El hacendado veía las malas intenciones del joven que había aparecido tan repentinamente, pues en sus ojos burlones se veía la mirada de un timador, pero eso no fue lo único que vio, pues tras la insistencia del joven en mirar la puerta del baño, delato la entrada. El joven molesto chasqueo la boca mordiendo con molestia su pulgar al sentirse descubierto, añadiendo con un tono vanidoso:
— Pensaba que podría sacarles un poco de dinero, pues soy al único al que le dijo el escondite, pero soy tan torpe que ya me eh delatado.
Sin más que decir se marchó sin antes desearles suerte con un tono un tanto descarado.
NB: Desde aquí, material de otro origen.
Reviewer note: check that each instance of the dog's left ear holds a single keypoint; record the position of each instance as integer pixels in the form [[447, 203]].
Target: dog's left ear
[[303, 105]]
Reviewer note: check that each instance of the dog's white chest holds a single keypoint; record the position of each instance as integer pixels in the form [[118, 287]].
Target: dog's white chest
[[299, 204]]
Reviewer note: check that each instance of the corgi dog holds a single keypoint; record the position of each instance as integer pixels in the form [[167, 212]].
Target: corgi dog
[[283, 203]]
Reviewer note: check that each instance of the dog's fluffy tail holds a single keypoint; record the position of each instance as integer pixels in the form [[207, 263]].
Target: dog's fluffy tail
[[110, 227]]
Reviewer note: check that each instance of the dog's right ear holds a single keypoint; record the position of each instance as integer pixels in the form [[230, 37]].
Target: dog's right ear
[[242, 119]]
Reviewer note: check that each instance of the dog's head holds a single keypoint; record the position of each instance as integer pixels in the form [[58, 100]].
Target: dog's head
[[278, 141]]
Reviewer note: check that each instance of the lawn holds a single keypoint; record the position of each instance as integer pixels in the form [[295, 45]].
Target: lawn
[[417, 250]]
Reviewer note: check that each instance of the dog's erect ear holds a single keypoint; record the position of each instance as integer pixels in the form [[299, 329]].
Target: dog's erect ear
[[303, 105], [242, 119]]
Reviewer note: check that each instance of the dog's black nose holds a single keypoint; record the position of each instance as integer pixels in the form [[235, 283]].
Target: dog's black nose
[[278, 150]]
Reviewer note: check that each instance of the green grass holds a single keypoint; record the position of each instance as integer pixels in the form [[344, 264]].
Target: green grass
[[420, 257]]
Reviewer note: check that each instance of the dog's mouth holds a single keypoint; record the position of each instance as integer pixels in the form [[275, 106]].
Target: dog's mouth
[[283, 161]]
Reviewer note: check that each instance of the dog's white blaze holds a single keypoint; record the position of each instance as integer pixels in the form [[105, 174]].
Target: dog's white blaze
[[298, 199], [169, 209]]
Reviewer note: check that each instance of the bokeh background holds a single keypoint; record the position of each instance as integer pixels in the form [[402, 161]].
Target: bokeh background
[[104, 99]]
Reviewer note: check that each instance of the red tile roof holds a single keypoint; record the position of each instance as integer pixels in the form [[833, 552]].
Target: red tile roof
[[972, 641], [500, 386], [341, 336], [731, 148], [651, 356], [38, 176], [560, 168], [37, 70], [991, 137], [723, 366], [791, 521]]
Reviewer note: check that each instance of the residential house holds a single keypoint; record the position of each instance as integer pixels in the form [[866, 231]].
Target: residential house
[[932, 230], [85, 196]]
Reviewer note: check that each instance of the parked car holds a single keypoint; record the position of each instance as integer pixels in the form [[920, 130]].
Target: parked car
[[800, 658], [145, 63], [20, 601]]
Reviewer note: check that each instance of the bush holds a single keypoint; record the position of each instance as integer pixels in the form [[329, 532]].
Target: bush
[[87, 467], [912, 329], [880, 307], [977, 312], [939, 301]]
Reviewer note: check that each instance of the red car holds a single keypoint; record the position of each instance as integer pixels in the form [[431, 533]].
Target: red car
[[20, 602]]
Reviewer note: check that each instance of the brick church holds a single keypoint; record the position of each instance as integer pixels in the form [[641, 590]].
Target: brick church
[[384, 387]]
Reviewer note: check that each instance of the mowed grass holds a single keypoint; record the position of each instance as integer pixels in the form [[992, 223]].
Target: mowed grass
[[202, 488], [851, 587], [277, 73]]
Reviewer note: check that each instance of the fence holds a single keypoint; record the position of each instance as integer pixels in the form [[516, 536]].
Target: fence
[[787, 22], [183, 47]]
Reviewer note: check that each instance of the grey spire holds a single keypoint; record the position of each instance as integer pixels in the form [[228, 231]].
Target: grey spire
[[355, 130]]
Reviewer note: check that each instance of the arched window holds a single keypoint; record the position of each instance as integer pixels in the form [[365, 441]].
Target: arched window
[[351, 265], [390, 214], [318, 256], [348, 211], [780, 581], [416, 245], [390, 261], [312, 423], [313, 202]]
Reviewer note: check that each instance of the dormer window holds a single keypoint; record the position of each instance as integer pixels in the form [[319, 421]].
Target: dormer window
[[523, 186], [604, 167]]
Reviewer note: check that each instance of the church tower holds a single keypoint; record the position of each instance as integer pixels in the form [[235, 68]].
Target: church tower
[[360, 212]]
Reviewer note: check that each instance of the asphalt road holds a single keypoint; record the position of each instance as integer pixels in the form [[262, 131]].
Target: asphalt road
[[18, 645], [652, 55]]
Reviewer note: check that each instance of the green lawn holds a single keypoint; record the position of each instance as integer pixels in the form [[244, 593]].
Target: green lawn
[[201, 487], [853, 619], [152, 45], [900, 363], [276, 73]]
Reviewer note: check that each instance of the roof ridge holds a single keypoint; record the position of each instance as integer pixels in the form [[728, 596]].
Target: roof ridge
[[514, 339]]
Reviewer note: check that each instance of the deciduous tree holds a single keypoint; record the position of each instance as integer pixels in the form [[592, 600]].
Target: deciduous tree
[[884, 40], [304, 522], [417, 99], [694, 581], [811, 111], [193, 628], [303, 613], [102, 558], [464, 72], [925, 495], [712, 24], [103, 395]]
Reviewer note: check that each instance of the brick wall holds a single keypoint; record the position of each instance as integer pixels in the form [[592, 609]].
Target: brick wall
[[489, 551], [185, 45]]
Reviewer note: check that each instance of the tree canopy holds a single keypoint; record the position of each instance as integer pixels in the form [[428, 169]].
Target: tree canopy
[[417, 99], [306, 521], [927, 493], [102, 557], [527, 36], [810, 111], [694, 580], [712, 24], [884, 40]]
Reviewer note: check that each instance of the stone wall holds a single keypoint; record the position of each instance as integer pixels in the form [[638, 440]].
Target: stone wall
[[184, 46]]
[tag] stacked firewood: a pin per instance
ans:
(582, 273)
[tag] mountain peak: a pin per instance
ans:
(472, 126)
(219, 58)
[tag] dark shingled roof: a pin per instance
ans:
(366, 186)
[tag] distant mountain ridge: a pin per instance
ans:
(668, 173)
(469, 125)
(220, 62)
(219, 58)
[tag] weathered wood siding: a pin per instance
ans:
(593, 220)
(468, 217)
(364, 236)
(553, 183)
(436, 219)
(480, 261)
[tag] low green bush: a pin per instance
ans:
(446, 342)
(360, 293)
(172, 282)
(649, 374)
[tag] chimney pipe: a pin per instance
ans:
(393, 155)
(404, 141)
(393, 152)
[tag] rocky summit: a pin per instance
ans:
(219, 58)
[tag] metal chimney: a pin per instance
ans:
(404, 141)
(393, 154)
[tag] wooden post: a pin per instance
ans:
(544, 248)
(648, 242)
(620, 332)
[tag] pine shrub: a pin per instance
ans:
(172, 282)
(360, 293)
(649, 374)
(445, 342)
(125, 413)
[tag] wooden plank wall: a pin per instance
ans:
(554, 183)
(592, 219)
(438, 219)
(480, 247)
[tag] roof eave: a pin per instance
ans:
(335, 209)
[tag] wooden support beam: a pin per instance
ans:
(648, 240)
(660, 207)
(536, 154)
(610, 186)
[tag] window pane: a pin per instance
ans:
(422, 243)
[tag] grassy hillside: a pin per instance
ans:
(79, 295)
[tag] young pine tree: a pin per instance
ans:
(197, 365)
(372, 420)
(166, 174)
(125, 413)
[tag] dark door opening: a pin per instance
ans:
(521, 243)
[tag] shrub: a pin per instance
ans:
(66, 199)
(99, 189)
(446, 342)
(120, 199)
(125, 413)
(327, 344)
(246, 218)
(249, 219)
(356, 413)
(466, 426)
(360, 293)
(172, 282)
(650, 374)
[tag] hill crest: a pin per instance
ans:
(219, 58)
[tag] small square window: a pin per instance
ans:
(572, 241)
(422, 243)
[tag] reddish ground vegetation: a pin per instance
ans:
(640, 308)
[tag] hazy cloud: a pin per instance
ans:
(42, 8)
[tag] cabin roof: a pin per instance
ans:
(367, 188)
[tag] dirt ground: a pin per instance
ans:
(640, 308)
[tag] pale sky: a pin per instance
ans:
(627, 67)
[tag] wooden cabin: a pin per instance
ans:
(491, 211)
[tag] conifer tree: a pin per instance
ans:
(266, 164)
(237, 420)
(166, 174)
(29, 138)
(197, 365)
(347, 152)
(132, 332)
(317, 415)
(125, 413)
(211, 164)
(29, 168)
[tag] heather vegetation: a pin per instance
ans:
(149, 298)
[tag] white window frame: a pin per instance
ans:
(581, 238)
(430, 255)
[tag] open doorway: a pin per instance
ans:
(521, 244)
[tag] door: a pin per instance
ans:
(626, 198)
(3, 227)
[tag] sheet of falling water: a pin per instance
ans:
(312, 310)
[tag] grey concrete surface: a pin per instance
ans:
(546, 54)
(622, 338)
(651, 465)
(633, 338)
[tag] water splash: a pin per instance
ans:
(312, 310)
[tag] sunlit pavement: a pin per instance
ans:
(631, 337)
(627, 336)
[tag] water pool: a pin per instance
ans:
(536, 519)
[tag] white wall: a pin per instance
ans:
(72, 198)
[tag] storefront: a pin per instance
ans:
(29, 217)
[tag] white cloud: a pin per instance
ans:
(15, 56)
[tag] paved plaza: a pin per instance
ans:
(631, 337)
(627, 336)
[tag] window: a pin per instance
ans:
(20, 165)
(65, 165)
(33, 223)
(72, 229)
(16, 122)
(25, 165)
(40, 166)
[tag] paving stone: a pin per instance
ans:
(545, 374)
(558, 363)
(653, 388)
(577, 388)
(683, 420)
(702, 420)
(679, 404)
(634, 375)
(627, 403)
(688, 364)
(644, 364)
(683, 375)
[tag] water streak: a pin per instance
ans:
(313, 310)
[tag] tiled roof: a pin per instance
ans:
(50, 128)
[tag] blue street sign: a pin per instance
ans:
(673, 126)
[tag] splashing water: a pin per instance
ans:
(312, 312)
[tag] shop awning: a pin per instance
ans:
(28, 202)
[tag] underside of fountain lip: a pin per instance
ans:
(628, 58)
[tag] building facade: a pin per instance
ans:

Mientras tanto el hacendado continúo buscando, encontrando con habilidosa rapidez la manija bajo la alfombra.
— ¡Es mejor que vengan para acá!— grito el joven monaguillo, al ver también la manija— Solo hay dos opciones: —dijo al estar todos alrededor de la entrada— o aquí ocultan al vampiro o aquí está escondido el viejo.
— ¿Y qué tal si las dos?—contesto el hacendado de manera obvia.
Abrieron lentamente la compuerta, repitiéndose de manera tenue el eco de esta. Enseguida una corriente de viento soplaba sobre sus rostros, trayendo consigo un olor putrefacto. Hacia dentro solo se podía ver el comienzo de las escaleras, hasta perderse en la obscuridad. Las piernas del joven monaguillo se negaban a seguir avanzando, mientras sus compañeros se adentraba uno a uno al sótano. Y al no poderse mover por cuenta propia aunque lo quisiera, fue tomado con fuerza por el hacendado; quien lo arrojo hacia adentro. Al caer, la antorcha rodo por el suelo mientras el adolorido monaguillo se levantaba después de la caída.
— Los hombres que están con Dios no son débiles, así que no seas débil. Eres dueño de tu cuerpo y de tu mente—comenzó a decir el hacendado con aquella voz tenue y profunda, que le daba aires de sabiduría, mientras el joven monaguillo se retorcía de dolor—. Ponte en pie, joven monaguillo.
El joven arto de ser tratado de mala manera volteo el rostro yendo deprisa por la antorcha antes de provocar un incendio. Pero antes de poder poner una mano sobre de esta, saltó hacia atrás envuelto en pánico, cayendo de espaldas sobre pedazos de madera podridos. Rápidamente sus compañeros fueron a auxiliarlo, encontrándolo con los ojos perdidos, señalando una muñeca vieja, con el rostro partido a la mitad y llena de polvo.
El hacendado molesto lo tomo por la túnica, levantándolo por encima de sus hombros, pidiéndole que se controlara, y estando a punto de abofetearlo; una sensación incomoda lo hizo girar abruptamente, pues la muñeca que el joven monaguillo señalaba incesante, se estaba moviendo de manera raquítica, tratando de ponerse en pie.